Contributor
Ray
Haynes
Mr.
Haynes is an Assembly member representing Riverside and
Temecula.
He serves on the Appropriations and Budget Committees. [go to
Assembly Member Haynes
website at California Assembly][go to Haynes index]
Proudly
Partisan
In
the real world you have to choose...
[Ray
Haynes] 6/9/04
A regular
complaint in the media and at community meetings I attend in
the district
is that we legislators are “too
partisan”. Every mention of a party label seems to make
some people uncomfortable, as if we are suddenly over-politicizing
a conversation or meeting.
Welcome to
politics!
I will admit there are times when legislators will do things
for the sake of party unity that otherwise would not have been
done. There are things President Bush has convinced Republican
Congressmen to support that they probably would not have otherwise,
just as President Clinton was able to do on occasion with Democrat
Members. There are also times where both parties agree on a single
solution to a problem. These really are exceptions to the rule.
Members
of the legislature have not chosen their political party because
they think the
elephant logo is cuter than the donkey
or vice versa. They have worked and campaigned within their party
because of the basic set of principles and policies they share
with their party. Republican legislators don’t oppose burdensome
regulations and higher taxes because they are Republicans---they
are Republicans because they oppose burdensome regulations and
higher taxes! The Democrat members have their own principles
and policies to which they are equally committed.

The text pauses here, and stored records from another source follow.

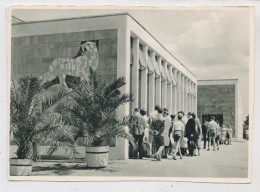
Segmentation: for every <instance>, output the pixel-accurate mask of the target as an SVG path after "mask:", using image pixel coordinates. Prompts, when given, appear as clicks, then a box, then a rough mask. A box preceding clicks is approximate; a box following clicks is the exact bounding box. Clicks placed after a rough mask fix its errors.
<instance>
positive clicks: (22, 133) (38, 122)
mask: <svg viewBox="0 0 260 192" xmlns="http://www.w3.org/2000/svg"><path fill="white" fill-rule="evenodd" d="M67 94H69V93H68V92H67V90H66V88H65V87H63V86H61V85H53V86H51V87H49V88H45V86H43V85H42V83H41V81H40V80H39V79H38V78H37V77H32V76H27V77H22V78H20V79H19V80H18V81H17V82H15V81H12V85H11V93H10V131H11V133H12V135H13V137H14V139H13V142H15V143H16V144H17V146H18V149H17V152H16V154H17V157H18V158H19V159H27V158H29V159H36V158H37V157H38V156H39V155H38V152H39V151H38V144H39V143H44V144H48V145H50V146H52V148H51V149H50V150H51V152H54V151H55V150H56V149H57V148H58V147H62V146H63V147H64V146H69V147H71V148H73V146H74V137H73V132H72V130H71V127H69V126H67V125H66V124H65V123H64V121H63V120H62V118H61V116H60V115H59V114H57V113H53V109H54V108H55V105H56V104H58V103H59V102H63V100H64V99H65V98H66V96H67ZM54 146H55V147H54ZM71 148H70V149H71ZM54 149H55V150H54Z"/></svg>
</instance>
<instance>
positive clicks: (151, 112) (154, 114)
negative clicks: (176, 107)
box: [148, 105, 160, 153]
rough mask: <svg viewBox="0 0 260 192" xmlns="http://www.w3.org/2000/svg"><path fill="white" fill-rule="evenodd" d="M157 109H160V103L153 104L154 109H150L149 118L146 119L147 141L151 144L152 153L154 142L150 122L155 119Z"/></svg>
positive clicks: (156, 114)
mask: <svg viewBox="0 0 260 192" xmlns="http://www.w3.org/2000/svg"><path fill="white" fill-rule="evenodd" d="M158 109H160V105H155V107H154V111H152V112H151V113H150V114H149V119H148V124H149V127H150V130H149V141H150V143H151V144H152V153H155V144H154V141H153V131H152V130H151V126H152V122H153V121H154V120H155V119H156V117H157V115H158Z"/></svg>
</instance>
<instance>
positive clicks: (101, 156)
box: [86, 146, 109, 168]
mask: <svg viewBox="0 0 260 192" xmlns="http://www.w3.org/2000/svg"><path fill="white" fill-rule="evenodd" d="M108 152H109V146H100V147H86V163H87V166H88V167H91V168H100V167H107V165H108Z"/></svg>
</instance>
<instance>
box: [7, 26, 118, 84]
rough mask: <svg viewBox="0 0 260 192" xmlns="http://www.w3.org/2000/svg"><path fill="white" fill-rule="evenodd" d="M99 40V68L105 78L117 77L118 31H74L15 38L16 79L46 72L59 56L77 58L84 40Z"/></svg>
mask: <svg viewBox="0 0 260 192" xmlns="http://www.w3.org/2000/svg"><path fill="white" fill-rule="evenodd" d="M93 40H97V43H98V68H97V73H98V75H99V76H100V78H101V79H102V80H105V81H107V80H111V79H115V78H116V77H117V30H116V29H111V30H98V31H85V32H73V33H59V34H46V35H31V36H23V37H12V40H11V42H12V48H11V74H12V78H16V77H20V76H23V75H24V74H32V75H34V76H39V75H42V74H44V73H46V72H47V71H48V69H49V66H50V65H51V63H52V62H53V61H54V60H55V59H57V58H73V57H74V56H76V55H77V53H78V51H79V49H80V45H81V42H82V41H93Z"/></svg>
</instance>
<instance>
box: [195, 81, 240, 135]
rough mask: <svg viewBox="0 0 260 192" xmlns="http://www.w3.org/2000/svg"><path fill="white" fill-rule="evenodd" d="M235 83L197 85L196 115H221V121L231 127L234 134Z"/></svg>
mask: <svg viewBox="0 0 260 192" xmlns="http://www.w3.org/2000/svg"><path fill="white" fill-rule="evenodd" d="M235 100H236V98H235V85H198V117H199V118H200V120H201V121H202V115H207V114H215V115H223V123H224V124H225V125H227V123H229V124H230V126H231V127H232V128H233V137H234V136H235V129H234V128H235V115H236V114H235V108H236V105H235V104H236V103H235Z"/></svg>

In the Capitol, almost everybody understands this. In our home
districts, it is far less obvious. The average constituent is
far less political, far less ideological, and far less wedded
to their party registration than their representatives in Sacramento
and Washington. I have some very conservative Democrats in my
district and some very liberal Republicans. In the Capitol, there
is much less diversity amongst party caucus members. The most
liberal Republican in the caucus is still markedly more conservative
than the most conservative Democrat member, as annual report
cards from conservative and liberal interest groups alike will
attest.
Why does this matter?
Because there are not just two distinct parties in Sacramento,
but two distinct philosophies. If you
look at most of the important bills that were heard over the
last decade in Sacramento, they have been passed or killed on
what is called a “party-line vote,” meaning all the
Republicans voted one way, and all the Democrats voted another.

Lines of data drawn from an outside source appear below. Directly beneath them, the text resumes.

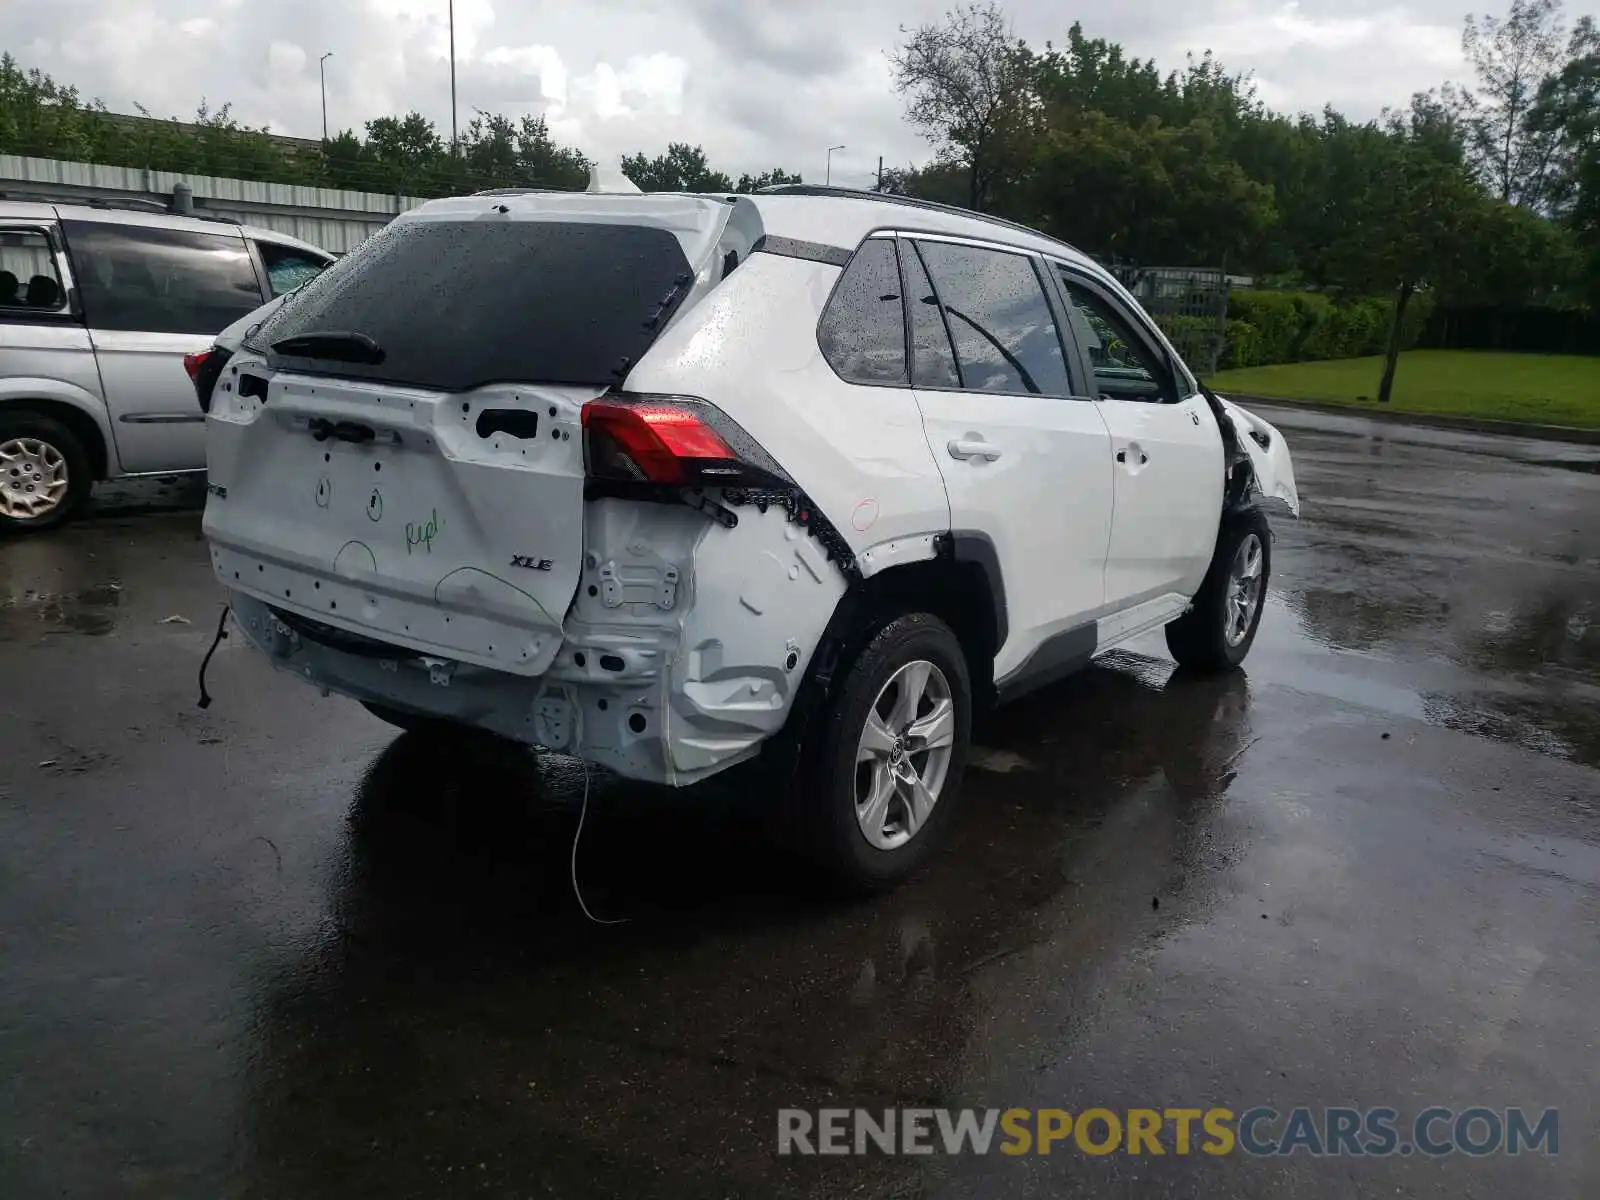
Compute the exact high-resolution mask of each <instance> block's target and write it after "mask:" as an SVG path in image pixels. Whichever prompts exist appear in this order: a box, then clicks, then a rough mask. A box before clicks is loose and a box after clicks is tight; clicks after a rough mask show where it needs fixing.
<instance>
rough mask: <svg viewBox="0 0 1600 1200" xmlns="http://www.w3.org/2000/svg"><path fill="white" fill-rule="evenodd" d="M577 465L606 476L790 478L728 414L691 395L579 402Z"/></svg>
mask: <svg viewBox="0 0 1600 1200" xmlns="http://www.w3.org/2000/svg"><path fill="white" fill-rule="evenodd" d="M582 426H584V467H586V472H587V475H589V478H594V480H608V482H613V483H664V485H672V486H686V488H738V486H746V488H768V486H786V485H789V483H790V480H789V477H787V475H786V474H784V472H782V469H781V467H779V466H778V464H776V462H774V461H773V459H771V456H768V454H766V453H765V451H763V450H762V448H760V446H758V445H757V443H755V440H754V438H750V435H749V434H746V432H744V430H742V429H741V427H739V426H738V424H734V421H733V419H731V418H728V416H726V414H725V413H722V411H720V410H717V408H715V406H712V405H709V403H706V402H704V400H696V398H693V397H682V395H632V394H624V392H610V394H606V395H603V397H600V398H598V400H590V402H589V403H587V405H584V408H582Z"/></svg>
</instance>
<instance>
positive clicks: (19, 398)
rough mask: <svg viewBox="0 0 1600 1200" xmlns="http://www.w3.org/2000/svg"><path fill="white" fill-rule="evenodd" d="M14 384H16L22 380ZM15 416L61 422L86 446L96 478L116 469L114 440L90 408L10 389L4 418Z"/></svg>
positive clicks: (62, 424) (2, 413)
mask: <svg viewBox="0 0 1600 1200" xmlns="http://www.w3.org/2000/svg"><path fill="white" fill-rule="evenodd" d="M11 382H13V384H14V382H22V381H11ZM13 413H30V414H34V416H45V418H50V419H51V421H59V422H61V424H62V426H66V427H67V429H69V430H70V432H72V434H74V435H75V437H77V438H78V442H80V443H82V445H83V453H85V454H88V456H90V469H91V470H93V474H94V478H96V480H104V478H110V474H112V469H114V466H115V459H114V454H112V445H110V438H109V437H107V434H106V429H104V427H102V424H101V419H99V416H96V414H94V411H93V410H91V408H90V406H86V405H83V403H80V402H77V400H74V398H64V397H61V395H48V394H37V392H29V390H13V389H6V390H5V392H0V416H8V414H13Z"/></svg>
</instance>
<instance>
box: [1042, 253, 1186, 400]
mask: <svg viewBox="0 0 1600 1200" xmlns="http://www.w3.org/2000/svg"><path fill="white" fill-rule="evenodd" d="M1058 270H1059V272H1061V288H1062V291H1066V294H1067V301H1069V302H1070V304H1072V309H1074V317H1075V318H1077V330H1078V342H1080V344H1082V347H1083V357H1085V358H1088V365H1090V370H1091V371H1093V373H1094V387H1096V390H1098V392H1099V394H1101V395H1104V397H1110V398H1114V400H1144V402H1149V403H1158V405H1160V403H1168V405H1170V403H1178V400H1179V398H1181V397H1179V395H1178V387H1176V386H1174V381H1173V376H1171V373H1170V371H1168V370H1166V366H1165V363H1163V362H1162V357H1160V355H1158V354H1155V350H1154V349H1152V347H1150V346H1149V344H1147V342H1146V341H1144V339H1141V338H1139V336H1138V334H1136V333H1134V330H1133V322H1131V320H1130V318H1128V315H1126V314H1123V312H1118V310H1117V307H1115V306H1112V304H1110V302H1109V301H1106V299H1104V298H1102V296H1099V294H1096V293H1094V291H1093V290H1091V288H1088V286H1085V285H1083V283H1082V282H1080V280H1077V278H1074V277H1072V274H1070V272H1067V270H1066V269H1064V267H1058Z"/></svg>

This happened because these bills represent very distinct visions
of how our state should be governed. When people do not understand
that, they do not know how to interpret the actions that are
taken in the Capitol.
If I’m talking to a business group and I tell them that
a new minimum wage increase was just passed 46-30, and that efforts
to repeal the “sue your boss” law that has been hurting
businesses in California failed 2-6 in committee, they’ve
learned a little about what is happening. But if I leave it at
that, and they just assume that one randomly assorted group of
legislators voted one way, and another randomly assorted group
of legislators voted another way, and that the votes on the two
bills were totally unrelated, then what should they think about
how to change the results they are getting in Sacramento? Should
they just replace the entire legislature and hope a new random
assortment of legislators will vote differently next time?
When I tell you that
both of these bills passed or failed on a strict party-line
vote with all Republicans on one side, and
all the Democrats on the other, it gives you important additional
information. Whichever side of the issue you are on, “partisan-izing” the
discussion tells you which party is on your side on this particular
issue, and which is not.
If I do not tell you which party supports which agenda, and
I pretend that party registration does not matter in Sacramento,
then I am doing a disservice to you and am not telling you the
whole truth. So long as the Democrat Party controls both houses
of the legislature, a certain set of policies will continue to
be more likely to be supported, and a different set will be more
likely to get killed. You are free to choose if that is a good
thing or not, but you must understand that before you cast your
votes in November.
Maybe talk of party
labels still offends you, and you would like to believe that
party does not translate to policy, and
that the legislature is made up of randomly assorted groups of
legislators supporting randomly assorted policies. You are free
to believe that, but you are only fooling yourself, so please
don’t expect me to play along with the “non-partisan” game.